Federated learning is a distributed learning paradigm where multiple agents, each only with access to local data, jointly learn a global model. There has recently been an explosion of research aiming not only to improve the accuracy rates of federated learning, but also provide certain guarantees around social good properties such as total error or fairness. In this talk, I describe two papers analyzing federated learning through the lens of cooperative game theory (both joint with Jon Kleinberg).

 

In the first paper, we discuss fairness in federated learning, which relates to how error rates differ between federating agents. In this work, we consider two notions of fairness: egalitarian fairness (which aims to bound how dissimilar error rates can be) and proportional fairness (which aims to reward players for contributing more data). For egalitarian fairness, we obtain a tight multiplicative bound on how widely error rates can diverge between agents federating together. For proportional fairness, we show that sub-proportional error (relative to the number of data points contributed) is guaranteed for any individually rational federating coalition. The second paper explores optimality in federated learning with respect to an objective of minimizing the average error rate among federating agents. In this work, we provide and prove the correctness of an efficient algorithm to calculate an optimal (error minimizing) arrangement of players. Building on this, we give the first constant-factor bound on the performance gap between stability and optimality, proving that the total error of the worst stable solution can be no higher than 9 times the total error of an optimal solution (Price of Anarchy bound of 9). 

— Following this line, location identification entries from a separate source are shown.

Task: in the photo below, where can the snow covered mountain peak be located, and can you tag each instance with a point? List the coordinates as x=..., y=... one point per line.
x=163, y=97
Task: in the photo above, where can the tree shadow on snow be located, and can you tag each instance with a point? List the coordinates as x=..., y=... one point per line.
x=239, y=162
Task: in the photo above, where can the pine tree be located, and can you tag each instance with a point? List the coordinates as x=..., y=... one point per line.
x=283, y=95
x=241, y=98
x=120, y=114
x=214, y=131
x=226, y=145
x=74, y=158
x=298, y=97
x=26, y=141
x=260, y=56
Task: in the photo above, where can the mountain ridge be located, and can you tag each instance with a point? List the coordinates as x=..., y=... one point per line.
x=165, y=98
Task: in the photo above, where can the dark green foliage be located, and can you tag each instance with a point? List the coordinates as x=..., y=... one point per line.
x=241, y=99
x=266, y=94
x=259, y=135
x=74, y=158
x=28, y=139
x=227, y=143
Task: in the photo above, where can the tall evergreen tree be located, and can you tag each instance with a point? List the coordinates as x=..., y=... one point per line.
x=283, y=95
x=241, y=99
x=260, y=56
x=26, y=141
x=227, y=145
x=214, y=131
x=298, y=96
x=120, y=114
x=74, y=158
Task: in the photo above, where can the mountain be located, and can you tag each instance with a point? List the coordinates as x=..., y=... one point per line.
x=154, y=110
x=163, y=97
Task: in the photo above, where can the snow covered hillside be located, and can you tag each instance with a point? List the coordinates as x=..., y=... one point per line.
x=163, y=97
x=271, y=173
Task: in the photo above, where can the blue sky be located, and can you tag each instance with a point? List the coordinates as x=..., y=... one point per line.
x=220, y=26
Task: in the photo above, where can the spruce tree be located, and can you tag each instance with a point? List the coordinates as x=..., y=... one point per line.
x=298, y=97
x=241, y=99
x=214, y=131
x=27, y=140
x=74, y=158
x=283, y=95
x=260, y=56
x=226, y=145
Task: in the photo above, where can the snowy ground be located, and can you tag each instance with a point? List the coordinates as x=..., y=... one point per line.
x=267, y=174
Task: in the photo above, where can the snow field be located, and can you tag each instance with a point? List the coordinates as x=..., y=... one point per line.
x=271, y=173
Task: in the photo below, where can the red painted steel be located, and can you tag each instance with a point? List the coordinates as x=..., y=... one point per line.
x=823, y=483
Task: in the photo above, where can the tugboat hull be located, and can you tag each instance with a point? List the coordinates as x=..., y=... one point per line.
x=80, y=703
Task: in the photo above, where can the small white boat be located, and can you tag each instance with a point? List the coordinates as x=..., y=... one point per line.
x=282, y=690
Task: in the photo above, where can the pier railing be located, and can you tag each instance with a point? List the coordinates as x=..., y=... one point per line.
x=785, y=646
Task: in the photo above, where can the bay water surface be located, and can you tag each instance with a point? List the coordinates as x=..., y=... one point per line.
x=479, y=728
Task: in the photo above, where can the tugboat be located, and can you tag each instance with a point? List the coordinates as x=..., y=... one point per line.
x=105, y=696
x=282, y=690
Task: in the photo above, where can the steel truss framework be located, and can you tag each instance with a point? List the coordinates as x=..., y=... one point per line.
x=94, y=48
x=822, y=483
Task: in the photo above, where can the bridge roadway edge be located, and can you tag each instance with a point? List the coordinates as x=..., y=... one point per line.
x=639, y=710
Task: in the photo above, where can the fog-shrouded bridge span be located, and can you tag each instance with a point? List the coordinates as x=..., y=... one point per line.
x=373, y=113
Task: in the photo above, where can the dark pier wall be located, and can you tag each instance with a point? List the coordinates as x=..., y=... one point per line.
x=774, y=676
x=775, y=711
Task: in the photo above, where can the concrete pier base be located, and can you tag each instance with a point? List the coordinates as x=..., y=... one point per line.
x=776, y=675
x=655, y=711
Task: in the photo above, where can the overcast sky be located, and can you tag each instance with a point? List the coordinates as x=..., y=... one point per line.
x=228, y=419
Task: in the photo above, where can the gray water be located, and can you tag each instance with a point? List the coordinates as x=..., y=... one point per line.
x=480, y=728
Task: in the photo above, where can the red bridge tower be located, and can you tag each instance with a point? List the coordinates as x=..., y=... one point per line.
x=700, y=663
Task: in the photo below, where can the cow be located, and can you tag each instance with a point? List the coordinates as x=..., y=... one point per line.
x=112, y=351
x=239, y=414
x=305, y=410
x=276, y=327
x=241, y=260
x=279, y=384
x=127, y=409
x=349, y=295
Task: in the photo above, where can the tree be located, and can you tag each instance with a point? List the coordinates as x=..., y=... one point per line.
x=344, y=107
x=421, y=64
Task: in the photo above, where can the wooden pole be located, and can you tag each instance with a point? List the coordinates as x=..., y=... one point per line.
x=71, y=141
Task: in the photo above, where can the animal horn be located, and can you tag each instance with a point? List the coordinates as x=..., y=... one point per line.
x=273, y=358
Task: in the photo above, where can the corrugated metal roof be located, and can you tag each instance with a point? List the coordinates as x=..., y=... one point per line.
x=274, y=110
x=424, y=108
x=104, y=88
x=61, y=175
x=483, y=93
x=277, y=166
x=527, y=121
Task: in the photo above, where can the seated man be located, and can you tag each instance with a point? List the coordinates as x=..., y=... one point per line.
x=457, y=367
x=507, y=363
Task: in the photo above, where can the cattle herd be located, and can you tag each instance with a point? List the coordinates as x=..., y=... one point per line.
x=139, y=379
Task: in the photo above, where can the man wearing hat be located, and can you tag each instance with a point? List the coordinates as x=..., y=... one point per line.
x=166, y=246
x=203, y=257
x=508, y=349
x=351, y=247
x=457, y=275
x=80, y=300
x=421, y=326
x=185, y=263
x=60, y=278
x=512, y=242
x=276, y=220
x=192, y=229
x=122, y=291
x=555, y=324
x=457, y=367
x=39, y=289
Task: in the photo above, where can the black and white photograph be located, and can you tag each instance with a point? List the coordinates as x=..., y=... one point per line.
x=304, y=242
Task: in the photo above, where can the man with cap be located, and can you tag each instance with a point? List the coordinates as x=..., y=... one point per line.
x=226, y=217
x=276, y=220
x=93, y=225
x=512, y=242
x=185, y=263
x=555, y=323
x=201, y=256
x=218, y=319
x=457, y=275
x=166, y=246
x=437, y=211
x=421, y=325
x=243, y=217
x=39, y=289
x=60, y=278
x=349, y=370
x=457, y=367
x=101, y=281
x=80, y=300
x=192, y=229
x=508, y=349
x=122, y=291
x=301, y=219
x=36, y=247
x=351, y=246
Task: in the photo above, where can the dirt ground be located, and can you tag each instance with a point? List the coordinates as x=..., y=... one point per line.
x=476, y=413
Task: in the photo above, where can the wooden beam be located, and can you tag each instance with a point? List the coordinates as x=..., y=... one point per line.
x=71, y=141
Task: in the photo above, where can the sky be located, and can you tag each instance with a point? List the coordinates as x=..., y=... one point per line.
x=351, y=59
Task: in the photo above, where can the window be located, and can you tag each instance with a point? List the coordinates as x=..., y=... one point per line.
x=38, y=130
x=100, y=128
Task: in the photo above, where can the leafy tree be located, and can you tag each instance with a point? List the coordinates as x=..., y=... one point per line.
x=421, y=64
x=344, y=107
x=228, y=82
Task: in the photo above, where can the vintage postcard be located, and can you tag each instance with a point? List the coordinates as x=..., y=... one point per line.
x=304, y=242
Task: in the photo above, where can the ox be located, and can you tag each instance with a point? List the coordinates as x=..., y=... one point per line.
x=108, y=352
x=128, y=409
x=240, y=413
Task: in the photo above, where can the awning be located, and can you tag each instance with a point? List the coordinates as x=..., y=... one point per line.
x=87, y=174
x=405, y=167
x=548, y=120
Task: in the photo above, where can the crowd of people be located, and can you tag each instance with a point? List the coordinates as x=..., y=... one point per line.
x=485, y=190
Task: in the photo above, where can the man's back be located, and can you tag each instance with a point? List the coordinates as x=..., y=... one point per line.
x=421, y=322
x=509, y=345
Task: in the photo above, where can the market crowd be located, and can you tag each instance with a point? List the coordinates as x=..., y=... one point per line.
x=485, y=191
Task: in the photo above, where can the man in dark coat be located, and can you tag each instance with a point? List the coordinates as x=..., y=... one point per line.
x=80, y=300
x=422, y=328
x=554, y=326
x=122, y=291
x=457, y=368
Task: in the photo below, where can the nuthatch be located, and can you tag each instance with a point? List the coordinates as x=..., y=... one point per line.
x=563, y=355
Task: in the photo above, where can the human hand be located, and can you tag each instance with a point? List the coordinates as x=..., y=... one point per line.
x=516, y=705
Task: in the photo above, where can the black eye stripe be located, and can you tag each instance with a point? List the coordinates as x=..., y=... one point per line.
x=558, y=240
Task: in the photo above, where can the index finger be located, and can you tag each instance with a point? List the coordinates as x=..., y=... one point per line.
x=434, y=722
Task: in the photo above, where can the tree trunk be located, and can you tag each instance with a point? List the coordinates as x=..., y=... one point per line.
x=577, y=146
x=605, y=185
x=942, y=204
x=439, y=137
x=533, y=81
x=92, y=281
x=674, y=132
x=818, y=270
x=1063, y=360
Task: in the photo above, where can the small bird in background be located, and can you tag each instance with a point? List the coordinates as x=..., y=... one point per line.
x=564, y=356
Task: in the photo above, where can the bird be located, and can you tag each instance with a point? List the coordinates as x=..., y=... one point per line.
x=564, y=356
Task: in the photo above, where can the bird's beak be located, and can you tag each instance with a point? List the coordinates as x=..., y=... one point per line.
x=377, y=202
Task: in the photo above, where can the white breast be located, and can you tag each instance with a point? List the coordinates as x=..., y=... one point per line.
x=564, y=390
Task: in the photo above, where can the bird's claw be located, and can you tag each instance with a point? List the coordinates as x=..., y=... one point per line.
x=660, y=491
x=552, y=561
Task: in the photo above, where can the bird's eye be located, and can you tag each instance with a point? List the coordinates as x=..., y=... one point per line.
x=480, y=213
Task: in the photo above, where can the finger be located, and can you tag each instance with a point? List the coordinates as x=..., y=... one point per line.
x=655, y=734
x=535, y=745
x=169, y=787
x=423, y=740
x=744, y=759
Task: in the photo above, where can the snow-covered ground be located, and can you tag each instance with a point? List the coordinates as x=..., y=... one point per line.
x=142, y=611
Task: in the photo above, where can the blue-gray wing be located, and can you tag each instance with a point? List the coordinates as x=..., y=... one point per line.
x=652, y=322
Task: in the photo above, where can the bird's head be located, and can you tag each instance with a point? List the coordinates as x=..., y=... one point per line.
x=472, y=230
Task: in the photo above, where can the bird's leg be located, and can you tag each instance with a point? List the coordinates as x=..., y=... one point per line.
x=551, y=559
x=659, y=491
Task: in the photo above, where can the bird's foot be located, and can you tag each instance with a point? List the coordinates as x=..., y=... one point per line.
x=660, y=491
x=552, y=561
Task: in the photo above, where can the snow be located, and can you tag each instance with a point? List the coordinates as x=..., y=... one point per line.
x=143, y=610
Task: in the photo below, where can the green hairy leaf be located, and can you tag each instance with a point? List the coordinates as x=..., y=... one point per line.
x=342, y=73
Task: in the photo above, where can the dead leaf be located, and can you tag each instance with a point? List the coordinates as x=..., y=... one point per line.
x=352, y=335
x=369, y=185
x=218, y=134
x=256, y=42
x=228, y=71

Relevant Links: https://arxiv.org/abs/2010.00753https://arxiv.org/abs/2106.09580https://arxiv.org/abs/2112.00818

Bio:
Kate Donahue is a fifth year computer science PhD candidate at Cornell advised by Jon Kleinberg. She works on algorithmic problems relating to the societal impact of AI such as fairness, human/AI collaboration and game-theoretic models of federated learning. Her work has been supported by an NSF fellowship and recognized by a FAccT Best Paper award. During her PhD, she has interned at Microsoft Research, Amazon, and Google.